Archive

Archive for October 15, 2009

Guidance on How to Layout a Partitioned Table across Filegroups

October 15, 2009 4 comments

SQL Server’s Table Partitioning was one of my favourite features within the 2005 release. It really brought SQL into the mainstream when it came to holding very large data quantities and allowed us to talk with confidence about large tables containing ‘Billions’ of rows and not be limited to the ‘Millions’. From extensive use and a couple of SQL Labs specifically surrounding the partitioning feature there are some rules and best practises I use to try maximise the benefit / flexibility of the partitioned table, without causing uneccesary drops in performance or increases in the disk space requirements.

Many examples of table partitions focus heavily on using date range based partition functions and schema, with a common layout mechanism of stripping the weeks / months across a number of file groups. The file groups are re-used and in the example picture, you can see 2 years worth of data stripped across 12 filegroups. InitialLayout

This is pretty common and has an alluring charm of simplicity, but it is going to hurt when you start rolling the window. The underlying problem is that there is no gap.

For a good number of systems it would be unacceptable to remove a month of data unless you had already inserted the new month sucessfully. So the system starts to roll a new month of data in, and is required to use the same filegroups, the layout transforms into the following:

AddedMonth

The file group has to expand by 50% to accomodate the new data, before the old data can be removed – and once the old data is removed the filegroups now look like:

AfterRemoval

So the 50% of space is now wasted unless you use a shrink, which is probably the worst thing you can do to your filegroup and data files at that point in time. Shrink can fragment the data to the extreme and is to be avoided at all costs. Which means you will have to maintain a 50% space penalty for the layout on every filegroup. That might not sound a lot, but on a large database in an enterprise with mirrored SAN’s,that additional 50% is going to cost a substancial amount.

There are also other issues, SQL allows you to backup at a filegroup level and since the bulk of the data is historic and will not alter, you are forced to re-back up historic data (Jan 08) when you backup the recently inserted Jan 09 data. So there is an impact on backup space, backup times and restore times.

The simplicity of the initial layout makes it seem like a good idea, but the side-effects are not pleasant. You can alter the layout and choose to have 6 Filegroups, each storing 4 months of data, and then the expansion is only from 4 to 5, so a 25% overhead. It is better, but still is a cost overhead, The ultimate extreme is to then place it all in one filegroup, but there are a number of difficulties and contention points with that.
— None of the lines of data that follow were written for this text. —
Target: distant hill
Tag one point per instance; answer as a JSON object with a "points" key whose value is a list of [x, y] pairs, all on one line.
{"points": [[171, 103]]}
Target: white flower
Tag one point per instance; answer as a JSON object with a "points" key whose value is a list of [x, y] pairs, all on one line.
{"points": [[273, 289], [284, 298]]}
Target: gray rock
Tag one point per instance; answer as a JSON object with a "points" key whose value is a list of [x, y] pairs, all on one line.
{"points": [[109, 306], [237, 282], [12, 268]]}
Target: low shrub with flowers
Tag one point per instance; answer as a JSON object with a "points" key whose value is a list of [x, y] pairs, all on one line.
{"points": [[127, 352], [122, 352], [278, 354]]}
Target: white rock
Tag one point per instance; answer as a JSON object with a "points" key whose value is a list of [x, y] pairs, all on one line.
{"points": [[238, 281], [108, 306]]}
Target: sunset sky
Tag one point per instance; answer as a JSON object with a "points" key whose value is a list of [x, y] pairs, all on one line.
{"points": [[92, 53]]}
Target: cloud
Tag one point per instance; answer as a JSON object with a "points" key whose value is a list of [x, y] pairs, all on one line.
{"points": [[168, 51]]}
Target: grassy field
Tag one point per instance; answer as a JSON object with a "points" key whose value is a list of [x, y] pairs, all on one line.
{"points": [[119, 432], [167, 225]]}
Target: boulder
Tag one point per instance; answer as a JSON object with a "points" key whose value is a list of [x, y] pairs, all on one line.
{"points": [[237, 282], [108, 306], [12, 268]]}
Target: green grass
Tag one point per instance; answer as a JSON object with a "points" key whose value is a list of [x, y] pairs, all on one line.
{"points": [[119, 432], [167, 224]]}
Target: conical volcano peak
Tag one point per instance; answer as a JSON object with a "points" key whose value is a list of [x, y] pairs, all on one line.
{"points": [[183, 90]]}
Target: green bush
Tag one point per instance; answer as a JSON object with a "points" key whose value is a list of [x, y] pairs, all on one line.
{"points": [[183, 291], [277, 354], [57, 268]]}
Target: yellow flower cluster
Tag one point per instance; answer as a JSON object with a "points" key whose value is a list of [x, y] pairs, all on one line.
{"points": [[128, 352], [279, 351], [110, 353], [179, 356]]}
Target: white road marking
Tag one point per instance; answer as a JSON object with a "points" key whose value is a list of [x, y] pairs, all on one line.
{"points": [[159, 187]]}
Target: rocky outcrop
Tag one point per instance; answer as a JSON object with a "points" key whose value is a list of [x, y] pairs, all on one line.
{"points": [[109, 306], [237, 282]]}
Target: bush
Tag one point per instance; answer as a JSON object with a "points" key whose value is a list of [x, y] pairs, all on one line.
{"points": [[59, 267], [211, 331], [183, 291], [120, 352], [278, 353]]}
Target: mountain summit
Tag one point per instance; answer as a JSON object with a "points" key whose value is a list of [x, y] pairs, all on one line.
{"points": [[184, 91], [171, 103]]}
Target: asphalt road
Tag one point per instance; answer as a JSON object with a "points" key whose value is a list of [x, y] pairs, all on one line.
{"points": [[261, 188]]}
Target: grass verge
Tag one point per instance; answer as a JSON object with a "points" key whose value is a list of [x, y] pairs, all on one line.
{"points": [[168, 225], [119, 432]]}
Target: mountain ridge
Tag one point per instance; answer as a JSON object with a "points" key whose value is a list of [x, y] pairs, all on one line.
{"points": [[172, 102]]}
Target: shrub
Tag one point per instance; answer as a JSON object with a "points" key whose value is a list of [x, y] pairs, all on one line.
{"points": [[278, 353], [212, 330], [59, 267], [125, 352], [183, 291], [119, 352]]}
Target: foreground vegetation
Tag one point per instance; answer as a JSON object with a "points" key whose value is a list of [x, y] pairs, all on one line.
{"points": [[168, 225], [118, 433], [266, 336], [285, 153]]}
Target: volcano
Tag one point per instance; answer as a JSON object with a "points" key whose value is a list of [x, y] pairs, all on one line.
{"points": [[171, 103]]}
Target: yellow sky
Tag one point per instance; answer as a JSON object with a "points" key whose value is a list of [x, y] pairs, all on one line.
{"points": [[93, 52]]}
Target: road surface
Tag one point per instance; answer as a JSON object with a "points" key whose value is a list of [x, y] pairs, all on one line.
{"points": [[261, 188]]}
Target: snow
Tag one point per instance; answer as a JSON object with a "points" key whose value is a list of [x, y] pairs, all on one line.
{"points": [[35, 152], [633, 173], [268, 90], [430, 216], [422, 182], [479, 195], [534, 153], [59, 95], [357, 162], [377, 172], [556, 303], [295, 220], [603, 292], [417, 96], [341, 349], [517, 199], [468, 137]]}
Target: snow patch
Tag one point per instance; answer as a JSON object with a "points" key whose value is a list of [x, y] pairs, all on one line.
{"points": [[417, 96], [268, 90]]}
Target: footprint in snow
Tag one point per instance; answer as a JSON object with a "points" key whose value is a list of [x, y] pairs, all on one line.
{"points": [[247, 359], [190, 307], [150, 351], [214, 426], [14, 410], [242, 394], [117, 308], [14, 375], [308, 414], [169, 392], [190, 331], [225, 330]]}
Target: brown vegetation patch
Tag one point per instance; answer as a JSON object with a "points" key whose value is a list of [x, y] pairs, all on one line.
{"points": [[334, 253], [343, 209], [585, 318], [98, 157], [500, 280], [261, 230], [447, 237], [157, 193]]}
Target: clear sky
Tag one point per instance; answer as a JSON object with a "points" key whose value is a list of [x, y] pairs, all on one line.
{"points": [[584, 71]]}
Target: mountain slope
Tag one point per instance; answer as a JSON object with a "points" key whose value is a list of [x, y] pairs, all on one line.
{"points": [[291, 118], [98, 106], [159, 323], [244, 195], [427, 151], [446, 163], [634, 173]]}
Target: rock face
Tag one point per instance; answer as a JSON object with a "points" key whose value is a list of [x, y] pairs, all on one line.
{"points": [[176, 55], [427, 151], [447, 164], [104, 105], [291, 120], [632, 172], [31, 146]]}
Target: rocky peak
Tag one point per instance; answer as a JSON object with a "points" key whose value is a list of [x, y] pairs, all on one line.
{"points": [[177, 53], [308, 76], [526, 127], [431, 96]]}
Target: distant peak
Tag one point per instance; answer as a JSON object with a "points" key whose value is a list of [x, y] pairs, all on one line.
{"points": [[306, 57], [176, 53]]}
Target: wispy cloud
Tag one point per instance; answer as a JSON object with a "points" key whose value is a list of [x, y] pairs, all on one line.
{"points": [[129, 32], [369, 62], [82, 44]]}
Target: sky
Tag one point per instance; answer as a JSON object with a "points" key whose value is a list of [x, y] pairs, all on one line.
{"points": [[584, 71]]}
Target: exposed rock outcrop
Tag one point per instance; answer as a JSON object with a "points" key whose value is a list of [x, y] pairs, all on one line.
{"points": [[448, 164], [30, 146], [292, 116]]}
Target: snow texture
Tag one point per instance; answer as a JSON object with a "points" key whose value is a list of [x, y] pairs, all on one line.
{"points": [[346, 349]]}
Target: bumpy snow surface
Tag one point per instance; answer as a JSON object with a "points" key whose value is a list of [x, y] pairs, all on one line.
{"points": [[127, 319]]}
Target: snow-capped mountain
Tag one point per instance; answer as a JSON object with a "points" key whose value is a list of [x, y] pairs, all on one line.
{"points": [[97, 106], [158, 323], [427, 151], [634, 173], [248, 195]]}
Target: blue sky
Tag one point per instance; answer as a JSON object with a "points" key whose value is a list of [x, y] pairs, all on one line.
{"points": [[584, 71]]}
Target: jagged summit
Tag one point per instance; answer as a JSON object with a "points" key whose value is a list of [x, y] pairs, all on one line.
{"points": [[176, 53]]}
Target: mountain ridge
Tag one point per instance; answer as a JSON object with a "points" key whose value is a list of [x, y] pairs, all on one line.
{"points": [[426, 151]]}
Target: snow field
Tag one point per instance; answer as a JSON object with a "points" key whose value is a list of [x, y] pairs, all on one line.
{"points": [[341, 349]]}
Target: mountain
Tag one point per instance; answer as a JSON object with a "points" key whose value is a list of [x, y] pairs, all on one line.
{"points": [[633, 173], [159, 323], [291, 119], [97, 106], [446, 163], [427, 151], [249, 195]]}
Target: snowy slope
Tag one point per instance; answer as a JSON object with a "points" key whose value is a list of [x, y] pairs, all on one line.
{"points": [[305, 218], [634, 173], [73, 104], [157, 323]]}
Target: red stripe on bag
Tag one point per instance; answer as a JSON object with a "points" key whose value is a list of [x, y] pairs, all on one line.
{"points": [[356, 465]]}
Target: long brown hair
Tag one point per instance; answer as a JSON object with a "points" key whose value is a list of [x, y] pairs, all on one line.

A better approach is to use a different file group per month, but then also create an additional spare filegroup, so that no filegroup is forced to expand, as shown:BetterLayout

The difference here is that we have one free filegroup that is not a part of the current partition scheme / function definition, but will be allocated as the ‘Next Used’ filegroup for the partition scheme, so that when we split the partition function that filegroup is brought into the scheme and used. The old data that is going to be removed, will provide an empty filegroup that will be used for the next month’s import. In essence the head of the partition function is chasing the tail and will never catch up.

The expansion of size for this is 1/n where n is the number of partitions to be stored, so for our 24 month example 1/24th expansion – a considerable saving. Even better is that you can choose to utilise file group backups for the older static months of data.

This though is not perfect for a couple of reasons, primarily data loading and indexing. To make the ‘scene’ better there should be a further filegroup dedicated to the data staging / loading that is going to occur to bring the data into the partitioned table.WithStaging

The purpose of this is twofold:

  • The disks used for loading are seperate from the disks used for the actual data so that we can maintain Quality of Service on the main table.
  • The data wants to be loaded as a heap for speed, but is likely to be sorted prior to insertion, an in place sort would expand one of the main file groups which is to be avoided.

By loading into a staging filegroup, you give yourself the opportunity to then use a clustered index to sort the data and move it to the appropriate file group, prior to being constrained and switched in to the main partitioned table. If you had loaded the data into FG25 and then tried to apply a clustered index, it would of doubled the size of the filegroup again as it needs to write all the new rows out and commit them, before the heap could be deleted. That would put you back at square one wasting 50% of the disk space.

The staging filegroup does cost us another file group worth of space, so the 24 initial filegroups has grown to 26, which is still a smaller expansion than the potential 50%.

So some simple guidlines are:

  • For a partition function that is going to have N partitions, create N+1 Filegroups. 
  • ETL / Stage your data into a dedicated staging file group
  • Move your data using a clustered index creation to the ‘spare’ filegroup you always have.
  • Switch new data in, then switch old out creating the new ‘spare’

It is not entirely flawless however – there is a problem in using such a design if the quantity of data per partition is going to vary by a large amount; you then have to provision each filegroup to have enough space to cope with the fluctations, which in itself can result in wasted space and starts chipping away at the gains made.

It works best as a technique on datasets that remain relatively consistent in terms of the number of rows per partition and as the number of partitions goes up, the savings increase.